Now THAT would be a miracle drug. I’ll get my people right on it.
Indeed. My very athletic wife, who played on college teams coming 1st and 2nd in the nation, was denied a job as a flight attendant because her BMI marked her as overweight. She could have put a passenger over each shoulder and kicked the exit door open in those days.
Well, if it wasn’t reasonable, it wouldn’t be annoying, would it?
I could point out that body weight really isn’t as great a health issue as body mass, as one’s bone density probably adjust to the local gravitational pull of the earth, but I won’t.
I would have, if I’d thought of it last night.
I think that it isn’t reasonable. One needs to ask in what context is the question stated? The nitpick itself defines its own parameters: “A *pound * of fat…equals a pound of…” The nitpick didn’t say fat equals muscle, so the implication is that nitpicker chose his own context, and then stole the high ground in behaving as thought the OP was a complete jerk.

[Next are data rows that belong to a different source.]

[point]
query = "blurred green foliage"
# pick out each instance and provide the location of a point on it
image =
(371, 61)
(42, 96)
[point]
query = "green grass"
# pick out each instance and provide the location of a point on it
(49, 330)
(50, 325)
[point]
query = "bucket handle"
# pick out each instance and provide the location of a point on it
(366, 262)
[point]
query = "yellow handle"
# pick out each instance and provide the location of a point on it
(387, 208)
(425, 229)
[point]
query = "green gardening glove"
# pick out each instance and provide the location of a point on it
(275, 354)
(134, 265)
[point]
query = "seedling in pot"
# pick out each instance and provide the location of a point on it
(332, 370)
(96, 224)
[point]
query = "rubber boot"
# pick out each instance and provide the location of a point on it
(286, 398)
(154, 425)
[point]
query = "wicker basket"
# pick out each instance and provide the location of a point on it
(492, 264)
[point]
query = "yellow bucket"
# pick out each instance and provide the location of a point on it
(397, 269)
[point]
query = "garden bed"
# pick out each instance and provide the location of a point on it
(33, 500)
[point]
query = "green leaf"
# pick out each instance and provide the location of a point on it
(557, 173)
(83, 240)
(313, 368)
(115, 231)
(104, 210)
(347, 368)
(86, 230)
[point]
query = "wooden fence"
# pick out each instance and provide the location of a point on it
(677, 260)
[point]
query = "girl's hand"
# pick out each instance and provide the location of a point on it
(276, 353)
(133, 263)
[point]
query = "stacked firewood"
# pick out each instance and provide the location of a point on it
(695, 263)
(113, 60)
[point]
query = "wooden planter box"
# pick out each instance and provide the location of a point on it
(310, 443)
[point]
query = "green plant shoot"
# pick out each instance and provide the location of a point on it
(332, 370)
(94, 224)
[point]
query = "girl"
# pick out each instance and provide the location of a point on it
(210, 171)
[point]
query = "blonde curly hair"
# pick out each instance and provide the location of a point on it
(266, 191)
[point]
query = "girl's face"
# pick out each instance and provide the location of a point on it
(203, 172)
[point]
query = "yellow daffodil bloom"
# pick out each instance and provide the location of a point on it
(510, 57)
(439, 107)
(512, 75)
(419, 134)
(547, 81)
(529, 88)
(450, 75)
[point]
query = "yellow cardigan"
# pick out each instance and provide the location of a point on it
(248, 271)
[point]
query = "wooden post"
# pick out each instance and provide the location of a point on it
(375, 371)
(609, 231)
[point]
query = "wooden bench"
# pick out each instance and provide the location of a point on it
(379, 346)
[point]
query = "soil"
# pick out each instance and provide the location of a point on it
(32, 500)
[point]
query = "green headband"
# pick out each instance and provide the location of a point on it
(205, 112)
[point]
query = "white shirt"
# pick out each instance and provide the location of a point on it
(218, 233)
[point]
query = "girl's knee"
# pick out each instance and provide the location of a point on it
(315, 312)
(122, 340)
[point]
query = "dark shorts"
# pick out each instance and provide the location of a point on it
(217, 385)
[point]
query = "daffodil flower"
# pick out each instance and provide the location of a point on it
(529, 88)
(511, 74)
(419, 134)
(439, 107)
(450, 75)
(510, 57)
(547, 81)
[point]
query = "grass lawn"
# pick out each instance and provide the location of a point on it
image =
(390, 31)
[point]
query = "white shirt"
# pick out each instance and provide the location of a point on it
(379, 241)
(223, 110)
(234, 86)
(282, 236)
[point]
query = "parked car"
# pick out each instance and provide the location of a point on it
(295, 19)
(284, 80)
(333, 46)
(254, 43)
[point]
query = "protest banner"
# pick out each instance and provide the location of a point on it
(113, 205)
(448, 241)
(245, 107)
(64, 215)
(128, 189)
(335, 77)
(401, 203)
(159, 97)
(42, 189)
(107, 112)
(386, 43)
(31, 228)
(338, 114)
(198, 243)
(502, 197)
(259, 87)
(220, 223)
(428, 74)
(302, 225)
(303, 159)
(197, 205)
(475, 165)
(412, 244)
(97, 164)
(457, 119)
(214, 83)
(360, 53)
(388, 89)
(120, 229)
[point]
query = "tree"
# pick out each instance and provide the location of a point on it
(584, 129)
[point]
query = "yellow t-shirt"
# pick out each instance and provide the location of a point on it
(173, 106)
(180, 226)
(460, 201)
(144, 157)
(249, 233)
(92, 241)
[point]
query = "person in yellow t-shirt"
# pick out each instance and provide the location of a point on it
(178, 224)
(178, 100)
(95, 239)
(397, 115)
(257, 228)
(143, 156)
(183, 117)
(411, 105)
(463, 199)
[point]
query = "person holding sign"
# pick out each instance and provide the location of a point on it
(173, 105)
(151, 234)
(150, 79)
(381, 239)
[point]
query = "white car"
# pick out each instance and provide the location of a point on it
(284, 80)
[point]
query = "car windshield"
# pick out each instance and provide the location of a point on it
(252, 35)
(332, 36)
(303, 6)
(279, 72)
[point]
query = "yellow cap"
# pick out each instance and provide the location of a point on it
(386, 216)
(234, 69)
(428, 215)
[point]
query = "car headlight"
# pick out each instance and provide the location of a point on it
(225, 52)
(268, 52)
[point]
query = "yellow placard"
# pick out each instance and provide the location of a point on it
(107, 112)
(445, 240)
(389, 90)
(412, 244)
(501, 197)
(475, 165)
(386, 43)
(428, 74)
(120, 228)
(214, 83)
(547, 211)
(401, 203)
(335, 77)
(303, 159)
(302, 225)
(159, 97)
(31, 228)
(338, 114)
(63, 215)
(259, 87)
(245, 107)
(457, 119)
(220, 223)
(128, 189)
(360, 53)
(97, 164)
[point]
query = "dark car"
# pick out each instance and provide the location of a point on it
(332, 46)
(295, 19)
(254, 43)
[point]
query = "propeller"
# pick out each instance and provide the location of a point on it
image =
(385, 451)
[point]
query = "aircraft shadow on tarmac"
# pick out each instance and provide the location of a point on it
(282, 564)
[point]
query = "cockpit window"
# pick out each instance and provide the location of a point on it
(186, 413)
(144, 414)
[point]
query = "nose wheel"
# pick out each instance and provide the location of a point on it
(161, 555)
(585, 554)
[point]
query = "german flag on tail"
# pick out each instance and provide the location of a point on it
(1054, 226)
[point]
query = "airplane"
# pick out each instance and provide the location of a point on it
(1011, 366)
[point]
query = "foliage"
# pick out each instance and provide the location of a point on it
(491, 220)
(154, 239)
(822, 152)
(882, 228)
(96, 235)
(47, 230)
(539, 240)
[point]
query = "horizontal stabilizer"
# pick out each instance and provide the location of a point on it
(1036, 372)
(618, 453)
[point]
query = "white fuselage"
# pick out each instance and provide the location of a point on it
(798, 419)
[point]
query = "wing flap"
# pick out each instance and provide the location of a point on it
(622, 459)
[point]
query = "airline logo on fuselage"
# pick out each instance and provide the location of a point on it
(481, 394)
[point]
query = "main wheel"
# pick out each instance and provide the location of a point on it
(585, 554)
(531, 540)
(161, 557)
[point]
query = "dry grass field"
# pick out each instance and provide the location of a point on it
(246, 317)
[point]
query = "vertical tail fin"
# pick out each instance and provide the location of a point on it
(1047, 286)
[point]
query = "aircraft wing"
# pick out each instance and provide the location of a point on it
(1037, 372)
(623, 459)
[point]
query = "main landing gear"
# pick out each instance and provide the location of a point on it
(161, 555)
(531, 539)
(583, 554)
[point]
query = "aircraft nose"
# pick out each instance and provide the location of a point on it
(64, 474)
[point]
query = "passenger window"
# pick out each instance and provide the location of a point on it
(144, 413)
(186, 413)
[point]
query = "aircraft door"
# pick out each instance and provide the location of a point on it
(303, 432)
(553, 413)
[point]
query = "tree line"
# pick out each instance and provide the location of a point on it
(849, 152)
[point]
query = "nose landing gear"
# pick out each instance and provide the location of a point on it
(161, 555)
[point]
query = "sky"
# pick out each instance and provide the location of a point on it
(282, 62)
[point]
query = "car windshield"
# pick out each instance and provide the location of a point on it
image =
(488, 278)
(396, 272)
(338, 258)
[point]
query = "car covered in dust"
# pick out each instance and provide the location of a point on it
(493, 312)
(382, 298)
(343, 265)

I think that the clear idea of the OP was density, because he writes in a density context.
Muy mean, methinks.
greatshakes
Indeed. It’d be a bit like complaining about “The Statue of Liberty weighs more than my desk” because a pound of the Statue of Liberty and a pound of my desk actually weigh exactly the same. Only, in that case, the disingenuousness of such reading is more manifest, and so no one would attempt it.
The OP’s assertion is correct, insofar as that a cubic centimeter of muscle weighs more than a cubic centimeter of fat. There’s no reason to read him as talking about pounds rather than cubic centimeters or whatever else; the latter is not in any way a less direct or more contorted or less logical or what-have-you reading; indeed, using some external knowledge, it’s rather the more preferable one, being clearly what the OP meant.
Setting aside the question of the densities of fat, muscle and bone, a major factor will be the distribution of fat verses muscle.
When you were out of shape and fat, most of that would be around your waist.
You redistributed the weight, as muscle into your legs and upper body.
Apparently you still have a higher muscle mass than at 28, so, because you weigh the same, you have less fat, and hence there is less around your waist.